Trends: MOOCs, big data and the quality of education

ydp_logo_p312_2_0When you go to good educational conferences like ONLINE EDUCA BERLIN, you meet people who know that – in most cases – the current way of educating students does not work. You also get to see many examples of good practice that are… spread unevenly all over the world, still being exceptional cases. Many presentations are based on such single cases. They are are given as examples, often hard to follow as the process of learning is extremely personal and general rules are hard to pick from them and apply in a different environment. Besides, many different factors prove to be successful in those different environments. It is also really hard, in fact impossible, to follow all of them at once.


by Jolanta Galecka, Education Expert at Young Digital Planet


There are many trends already described and “scientificised”. However when you throw the extreme complexity of human psychology into them, one never knows what to pick and mix together to obtain a truly effective concoction of what works best for particular people to learn. So we keep creating singular stories of success and then try to generalise them.


Now there is a new approach: since the sum of stories is not really data, all education reforms and evolution have been based on hunches mostly. But not anymore. Big data has entered the education sector as we are finally realising that education is – in fact – a product, which should be analysed and verified just like any other commercial solution. This may sound ruthless but when you think about it closer it may actually be a good thing. Products do need to have certain quality in order to be successful. At least this is a belief I still try to hold on to. Many parents and students fight the fees at universities or tuition at private schools but has anybody ever stood up at a lecture and demanded better quality? Well, this would be complicated. What about authority and respect, what about social rules?


But my question is: who is responsible when my son is totally bored at school? Who can I go to for wasting my children’s time? What can be done when my kids spend several hours at school not really learning anything except maybe some social skills, and then I need to either pay for additional tutoring or do the job myself? I can see the anger rising among parents but so far the majority does not know what it really is that their kids need. They do not know because they do not have the chance or the time or the means to come to such conferences as ONLINE EDUCA BERLIN.


Big data is extremely controversial as it regulates its subject based on masses. And masses have rarely been a good indicator of quality. But then it all depends on the way the data is accrued, used and verified. As some people say: there are small lies, big lies and statistics.


MOOCs have been strongly criticised for not achieving the set goals of spreading education to those that really need it. Still many people take advantage of high quality education that they would not otherwise had. And there is a lot of data there as well. Over 80% of the users already have diplomas and often hold a permanent job (though the word permanent no longer has such a positive ring to it as it used to; one is almost expected to change jobs every now and then, hence the need for additional education). Well, maybe that is why they have heard about MOOCs. They also know how to learn and therefore can benefit from such online courses.

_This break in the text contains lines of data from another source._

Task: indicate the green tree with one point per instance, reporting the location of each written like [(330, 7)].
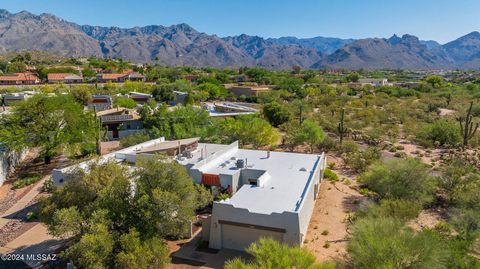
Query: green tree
[(311, 133), (125, 102), (435, 81), (139, 254), (47, 122), (387, 243), (111, 227), (269, 254), (353, 77), (442, 132), (276, 113), (402, 179)]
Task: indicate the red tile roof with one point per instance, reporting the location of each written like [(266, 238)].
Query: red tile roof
[(19, 77), (113, 76)]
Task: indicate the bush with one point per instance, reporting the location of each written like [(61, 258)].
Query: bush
[(360, 160), (134, 139), (25, 180), (442, 132), (276, 113), (387, 243), (330, 175), (401, 179), (348, 146), (399, 209), (48, 185)]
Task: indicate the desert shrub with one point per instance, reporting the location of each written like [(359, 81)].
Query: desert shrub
[(134, 139), (25, 180), (327, 144), (401, 179), (330, 175), (442, 132), (360, 160), (348, 147), (387, 243), (48, 185), (268, 253), (399, 209)]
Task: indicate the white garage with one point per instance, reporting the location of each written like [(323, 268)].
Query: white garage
[(239, 236)]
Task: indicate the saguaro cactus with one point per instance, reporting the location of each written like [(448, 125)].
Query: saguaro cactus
[(342, 130), (467, 126)]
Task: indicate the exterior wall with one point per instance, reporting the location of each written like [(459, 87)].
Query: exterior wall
[(308, 203), (295, 223), (226, 212)]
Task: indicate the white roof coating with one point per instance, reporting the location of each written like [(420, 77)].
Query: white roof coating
[(288, 176)]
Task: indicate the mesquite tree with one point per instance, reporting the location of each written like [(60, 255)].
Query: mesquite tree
[(342, 130), (467, 126)]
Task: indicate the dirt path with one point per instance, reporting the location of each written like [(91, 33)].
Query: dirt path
[(327, 233)]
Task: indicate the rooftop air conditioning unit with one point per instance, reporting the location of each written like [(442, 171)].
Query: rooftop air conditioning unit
[(240, 163)]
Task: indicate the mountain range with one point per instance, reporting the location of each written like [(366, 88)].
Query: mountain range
[(182, 45)]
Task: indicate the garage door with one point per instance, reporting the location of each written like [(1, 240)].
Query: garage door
[(240, 235)]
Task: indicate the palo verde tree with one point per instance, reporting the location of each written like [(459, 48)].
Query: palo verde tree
[(269, 253), (341, 129), (467, 126), (47, 122), (116, 218)]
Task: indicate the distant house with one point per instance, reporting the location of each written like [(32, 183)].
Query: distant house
[(246, 90), (139, 98), (120, 77), (64, 78), (25, 78), (191, 78), (374, 82), (11, 98), (120, 122), (100, 102)]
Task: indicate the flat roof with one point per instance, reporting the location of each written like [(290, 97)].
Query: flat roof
[(289, 175)]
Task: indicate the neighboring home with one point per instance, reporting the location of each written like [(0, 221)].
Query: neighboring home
[(191, 77), (408, 84), (238, 78), (25, 78), (120, 122), (100, 102), (139, 98), (272, 193), (374, 82), (227, 109), (246, 90), (64, 78), (120, 77), (11, 98)]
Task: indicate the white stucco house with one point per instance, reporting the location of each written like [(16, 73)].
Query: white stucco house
[(272, 193)]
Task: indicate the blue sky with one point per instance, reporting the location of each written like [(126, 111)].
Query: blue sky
[(440, 20)]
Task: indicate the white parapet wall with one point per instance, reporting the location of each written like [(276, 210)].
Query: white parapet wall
[(59, 176)]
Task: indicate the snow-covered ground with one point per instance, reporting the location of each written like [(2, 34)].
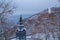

This type of education poses a huge threat for those that are not so capable of teaching themselves. Even a very good MOOC will not be able to compete with a really good professor. But what about a bad one?


So here we come back to quality of education. Big data could give us all reason to set certain rules that could be enforced as basic grounds for responsibility. Compiled with neuroscience this could be the real chance for students. But the thing about responsibility is that people usually wish others had it, not themselves. It is hard to take responsibility. It is also hard to teach it. The lack of responsibility is – in my opinion – the biggest problem with the process of education right now. Young people do not take responsibility for their learning. Teachers often give the information and set all the conditions for its absorption. The tasks are mostly routine and the verification standardised. There is little space left for creativity and critical thinking – which are commonly spoken words at every education conference.